Netanyahu wird zur Last gelegt, dem Konzern Bezeq Telecom Israel regulatorische Vorteile verschafft zu haben. Im Gegenzug sollen positive Berichte über ihn und seine Frau auf einer Internetseite veröffentlicht worden sein, die zu dem Unternehmen gehört.
Netanyahu wies die Vorwürfe entschieden zurück. Er sei zuversichtlich, dass es letztlich nicht zu einer Anklage kommen werde, "weil es nichts gibt", hieß es in seiner Mitteilung.

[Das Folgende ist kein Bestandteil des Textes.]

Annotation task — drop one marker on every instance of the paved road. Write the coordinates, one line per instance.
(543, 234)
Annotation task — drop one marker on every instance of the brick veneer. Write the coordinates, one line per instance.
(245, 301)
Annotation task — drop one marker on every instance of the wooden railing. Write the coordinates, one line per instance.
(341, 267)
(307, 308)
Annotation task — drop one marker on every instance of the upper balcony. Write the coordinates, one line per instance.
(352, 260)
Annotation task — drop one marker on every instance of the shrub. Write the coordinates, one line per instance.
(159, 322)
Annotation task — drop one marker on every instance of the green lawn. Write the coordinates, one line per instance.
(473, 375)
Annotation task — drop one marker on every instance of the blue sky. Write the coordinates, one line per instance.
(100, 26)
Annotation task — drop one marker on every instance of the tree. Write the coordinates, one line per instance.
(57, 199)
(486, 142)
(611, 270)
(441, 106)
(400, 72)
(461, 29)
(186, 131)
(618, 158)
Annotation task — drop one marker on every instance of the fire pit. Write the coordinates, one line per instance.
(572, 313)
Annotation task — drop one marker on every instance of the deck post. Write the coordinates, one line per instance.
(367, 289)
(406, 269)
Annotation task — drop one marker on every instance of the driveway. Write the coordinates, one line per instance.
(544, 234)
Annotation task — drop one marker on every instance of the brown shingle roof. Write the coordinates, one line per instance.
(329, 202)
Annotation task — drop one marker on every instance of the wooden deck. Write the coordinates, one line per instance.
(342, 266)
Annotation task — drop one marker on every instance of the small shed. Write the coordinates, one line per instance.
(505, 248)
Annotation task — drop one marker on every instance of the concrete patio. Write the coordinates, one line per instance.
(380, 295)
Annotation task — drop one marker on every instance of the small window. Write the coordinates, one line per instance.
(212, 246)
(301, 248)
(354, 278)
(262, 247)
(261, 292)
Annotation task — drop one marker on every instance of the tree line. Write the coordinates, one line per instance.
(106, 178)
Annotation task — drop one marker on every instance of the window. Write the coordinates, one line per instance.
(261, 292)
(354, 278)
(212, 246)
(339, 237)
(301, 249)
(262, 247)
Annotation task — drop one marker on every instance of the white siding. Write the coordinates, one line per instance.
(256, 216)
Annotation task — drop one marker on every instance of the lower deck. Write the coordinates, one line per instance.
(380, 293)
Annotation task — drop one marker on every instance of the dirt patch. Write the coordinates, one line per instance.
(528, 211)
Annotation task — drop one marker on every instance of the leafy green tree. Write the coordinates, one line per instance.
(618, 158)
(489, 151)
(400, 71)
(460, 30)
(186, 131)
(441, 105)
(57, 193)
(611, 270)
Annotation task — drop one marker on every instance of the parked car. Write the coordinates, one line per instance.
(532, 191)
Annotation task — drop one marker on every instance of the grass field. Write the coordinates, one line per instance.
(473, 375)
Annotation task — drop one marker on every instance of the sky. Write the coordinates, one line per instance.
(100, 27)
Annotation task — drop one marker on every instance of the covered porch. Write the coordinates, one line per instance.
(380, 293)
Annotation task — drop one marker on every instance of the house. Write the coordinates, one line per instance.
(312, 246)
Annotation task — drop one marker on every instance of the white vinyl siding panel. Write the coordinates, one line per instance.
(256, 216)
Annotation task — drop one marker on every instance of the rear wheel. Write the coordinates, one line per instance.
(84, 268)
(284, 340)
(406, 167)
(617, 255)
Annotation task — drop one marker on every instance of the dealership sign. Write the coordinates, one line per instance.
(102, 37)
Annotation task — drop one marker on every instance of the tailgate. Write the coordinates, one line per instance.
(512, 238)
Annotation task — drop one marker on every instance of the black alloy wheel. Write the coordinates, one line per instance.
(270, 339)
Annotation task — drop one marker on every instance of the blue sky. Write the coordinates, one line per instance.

Netanyahu: "Hexenjagd der Medien"
Die Polizei hatte bereits empfohlen, Netanyahu wegen Korruption in zwei anderen Fällen anzuklagen. Die Entscheidung, ob wirklich Anklage erhoben wird, liegt beim Generalstaatsanwalt. Dies kann noch Monate dauern. Der Ministerpräsident bestreitet ein Fehlverhalten und hat die Vorwürfe gegen ihn als Hexenjagd der Medien dargestellt.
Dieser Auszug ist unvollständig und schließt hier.